The response to this will begin to sound familiar: this isn’t a significant question, because terroir isn’t about tasting. That there’s enough identity and continuity for some experienced tasters to identify some terroirs is both a marvelous thing and a demonstrable truism, and in fact without identity and continuity as expressed in finished wine we wouldn’t be having this conversation in the first place, because no one would care whether or not there was such a thing as terroir. But the entity to which terroir actually matters is the grape hanging on the vine, not the person putting his nose and lips to a glass. Everything else is a mere ancillary benefit, not the effect itself. Terroir is of tremendous utility to the grape, even if it lacks the consciousness to know it.

Oh…and as for eucalyptus, lavender, and the like? An apparent vineyard signature, perhaps (until the offending plants are cut down, or the wind shifts), but an external influence no more intrinsic to the site than a “pool” of humidity birthing dormant fungal spores, or farmer spraying fungicide. So no…not terroir.

Moving on…

Here’s another fundamental concept that follows directly from the above discussion of marketing: all sites have terroir. All sites. Despite what those who which to use it as a wedge marketing term would like you to believe.

“But what about wine X, or Y? There’s no terroir there!”

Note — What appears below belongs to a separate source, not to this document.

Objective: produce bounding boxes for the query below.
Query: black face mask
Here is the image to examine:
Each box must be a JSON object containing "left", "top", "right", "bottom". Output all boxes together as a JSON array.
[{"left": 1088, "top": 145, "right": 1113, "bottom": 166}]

What did I just say? “All sites.” Terroir is in the vineyard. Whether or not it is in the wine is irrelevant to its definition (though a given taster may care about this very much; I, myself, have a general preference for wines that reveal terroir). The most industrial multi-site blend comes from sites that have their own measurable terroir, even if the only thing discernable in the finished wine is the chemical stew used to bludgeon unpalatable grapes into commercial submission. (Sorry. Again with the snark.) Which is another way of stating yet another fundamental concept: quality has nothing to do with terroir.

Again, we run counter to traditional usage. Terroir, for many commentators, is all too often a synonym for the qualitative phrase “good terroir.” Certainly that’s as misguided as employing “wine” as a synonym for “good wine.” It may stand to reason and the law of averages that not all terroirs are “good,” whatever standards one may wish to apply to that qualitative assessment, and we could delve into the reasons a terroir may or may not be “good,” but they’re all subordinate to one of our guiding principles: scientifically-measurable properties. All qualitative assessments of the “good/bad” type are subjective, and thus not scientifically-measurable.

So are we any closer to an actual definition of terroir? I think so. And here – heaven knows you’ve waited long enough for it – is my proposed definition of terroir:

Terroir is a biological outcome derived from the interaction of mesoclimate, geography, and geology (including soil chemistry), expressed by the entity sustained by that interaction and possessing a chemically identifiable identity, but excluding the influence of external biological entities.

Now comes the important part: let’s pick at it. I’m quite sure it can be improved – certainly it can be made shorter – with a little external biological input.